Non-standard-evaluation and standard evaluation in dplyr
This article is originally published at /cleancode/
THIS POST IS NO LONGER ENTIRELY RELEVANT. DPLYR 0.7 HAS A SLIGHTLY DIFFERENT (AND SLIGHTLY MORE INTUITIVE) WAY OF WORKING WITH NON-STANDARD EVALUATION.
I love the dplyr package with all of its functions, however if you use normal dplyr in functions in your package r-cmd-check will give you a warning: R CMD check NOTE: No visible binding for global variable NAME OF YOUR VARIABLE
1. The functions do work, and everything is normal, however if you submit your package to CRAN, such a NOTE is not acceptable. A workaround is to add globalVariables to one of your scripts. for instance:
globalVariables(c("var1", "var2", "varyourmother")
)
Which works but it is not necessary.
NSE
dplyr (and some other packages and functions) work with non-standard-evaluation (NSE). One example is library(magrittr)
vs library("magrittr")
, both work. But
install.packages(magrittr)
vs install.packages("magrittr")
is different, you need the quotes. In almost all the functions in r when you name a part of an object you need the quotes but in some functions you don’t. They are designed to work in a non-standard way. Some even miss a standard way.

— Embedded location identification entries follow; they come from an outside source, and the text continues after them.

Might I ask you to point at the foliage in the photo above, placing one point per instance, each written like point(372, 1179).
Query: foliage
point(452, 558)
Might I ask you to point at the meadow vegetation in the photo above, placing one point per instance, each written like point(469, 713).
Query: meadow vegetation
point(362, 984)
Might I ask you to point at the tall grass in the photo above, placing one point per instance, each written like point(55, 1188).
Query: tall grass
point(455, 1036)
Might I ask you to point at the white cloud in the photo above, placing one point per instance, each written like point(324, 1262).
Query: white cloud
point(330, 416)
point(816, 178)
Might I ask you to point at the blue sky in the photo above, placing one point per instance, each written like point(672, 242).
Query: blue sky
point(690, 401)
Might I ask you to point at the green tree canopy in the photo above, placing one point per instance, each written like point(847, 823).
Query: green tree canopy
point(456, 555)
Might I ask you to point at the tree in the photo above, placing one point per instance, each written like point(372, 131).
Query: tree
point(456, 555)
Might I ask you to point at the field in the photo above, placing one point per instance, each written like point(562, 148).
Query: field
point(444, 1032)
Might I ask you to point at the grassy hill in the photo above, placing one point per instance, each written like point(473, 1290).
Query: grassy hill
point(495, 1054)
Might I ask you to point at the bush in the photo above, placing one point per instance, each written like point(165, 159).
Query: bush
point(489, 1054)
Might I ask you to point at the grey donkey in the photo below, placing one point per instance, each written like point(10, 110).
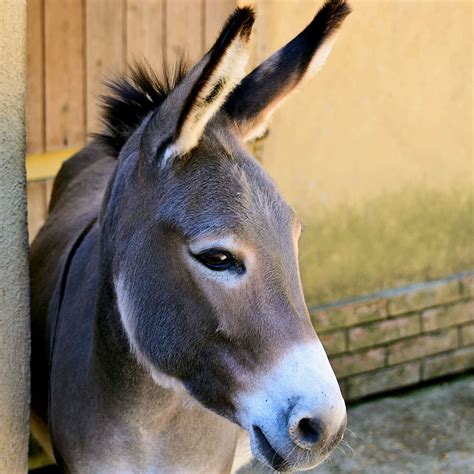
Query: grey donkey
point(168, 318)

I will focus on the dplyr functions only, a general introduction to NON standard evaluation might come later.
Under the hood the dplyr functions work just as other functions, in fact all the functions use normal evaluation (standard evaluation), but for interactive use there is a non standard evaluation version, which saves you typing. The interactive version is then first evaluated with the lazyeval package and is then sent to the SE version. There is even a naming scheme 2: > Every function that uses NSE should have a standard evaluation (SE) escape hatch that does the actual computation. The SE-function name should end with _.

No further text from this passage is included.